Samuel Atta Akyea
Members of the Majority Caucus on the Mines and Energy Committee described the National Democratic Congress (NDC) government’s Power Purchase Agreements (PPAs) signed in the run-up to the 2016 elections as unconscionable and cruel.
According to them, poor leadership and lack of foresight by the previous administration contributed to the signing of overcapacity electricity generation, weakened sector planning, and mounting debt, putting immense financial strain on the economy.
The Chairman of the Committee, Samuel Atta Akyea, who addressed the media in Parliament yesterday, said the Mahama administration went to sleep, enabling Ghana to endure the ‘dumsor’ disaster.
“When a government does not project into the future to see the dwindling fortunes of our energy, we will baptize into a crisis. And that is what we found ourselves in the Mahama era.
“We couldn’t see that we were going to have a situation like that. Were we sleeping on the job?
“This got the government into an ambulance situation (emergency), and this is when those who say they are coming to help us decided to foist on us some levels of contract that we are suffering the consequences today,” he asserted.
Between 2011 and 2016, the country’s power sector experienced an acute problem of frequent power outages, forcing the government to enter into several Power Purchase Agreements (PPAs) for the provision of electricity generation.
Mr. Atta Akyea, who was flanked by other members, said, “It takes a few strong people who can think straight into the future and say no, although I am in an emergency situation, I do not believe ‘Take or Pay’ is the way to go.

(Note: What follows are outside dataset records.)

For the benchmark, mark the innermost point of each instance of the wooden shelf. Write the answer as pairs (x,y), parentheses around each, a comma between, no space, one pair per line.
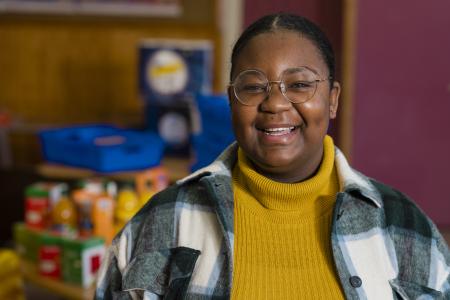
(64,290)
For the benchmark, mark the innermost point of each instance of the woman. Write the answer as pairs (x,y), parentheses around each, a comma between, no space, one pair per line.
(280,214)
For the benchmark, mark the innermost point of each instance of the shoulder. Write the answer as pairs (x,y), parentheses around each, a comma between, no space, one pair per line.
(402,212)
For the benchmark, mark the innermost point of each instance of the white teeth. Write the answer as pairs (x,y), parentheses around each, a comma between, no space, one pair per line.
(278,131)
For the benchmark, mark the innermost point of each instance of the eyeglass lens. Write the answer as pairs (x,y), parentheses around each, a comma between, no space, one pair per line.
(251,87)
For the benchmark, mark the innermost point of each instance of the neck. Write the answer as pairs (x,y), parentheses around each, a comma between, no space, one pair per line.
(304,170)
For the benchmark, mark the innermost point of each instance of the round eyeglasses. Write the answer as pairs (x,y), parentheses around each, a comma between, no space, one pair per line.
(298,85)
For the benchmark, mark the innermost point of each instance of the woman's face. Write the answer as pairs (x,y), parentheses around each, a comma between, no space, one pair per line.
(285,155)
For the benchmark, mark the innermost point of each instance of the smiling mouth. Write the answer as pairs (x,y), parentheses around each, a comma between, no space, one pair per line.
(278,131)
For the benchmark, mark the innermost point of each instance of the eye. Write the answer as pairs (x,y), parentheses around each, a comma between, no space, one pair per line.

“These were unconscionable bargains. The bargain is so oppressive to the one in an emergency situation. Even in hell, I believe, you don’t have to pay for what you don’t consume. But when your back is to the wall, they could joke with your brain concerning some of these things,” he noted.
He said the ‘Pay-or-Take’ contracts were also cruel in nature as the trade or case clauses involved are one-sided, oppressive and unfair to Ghana.
Quoting a research done by the IEA in collaboration with a USA-based think-tank, Energy for Growth Hub, Mr. Atta Akyea stated, “In 2018, excess capacity contracted under take-or-pay PPAs costed the government $320 million, estimated to increase to $620 million annually with addition of new plants in 2019.”
“These unused supply charges are one of the most significant sources of financial strain on the sector.
“Cumulative net-sector debt was GH¢2.7 billion with 30% payable to the private sector. This sum is equivalent to 33% of the government’s 2018 tax revenue, highlighting the scale of the financial burden,” he pointed out.
He said the NPP government was forced to issue two series of bonds totaling GH¢ 1.6 billion in 2017 and 2018 to pay 50% of the legacy debt owed to several energy sector actors, including banks, VRA, ECG, and Northern Distribution Company.
“The sector’s total shortfalls were projected to accumulate $12.5 billion by 2023. These are serious monies and as a result of this fetish called Take-or-Pay power arrangements,” the MP for Abuakwa South intimated.
He noted that these are cold facts that were not manufactured by the NPP government, adding, “The dollar is not generated by the NPP. So when you have a dollar debt that you are paying, it is referable to a contract and anybody who is interested, can look at the contract and the consequential arithmetic about the contract and what you have to pay.”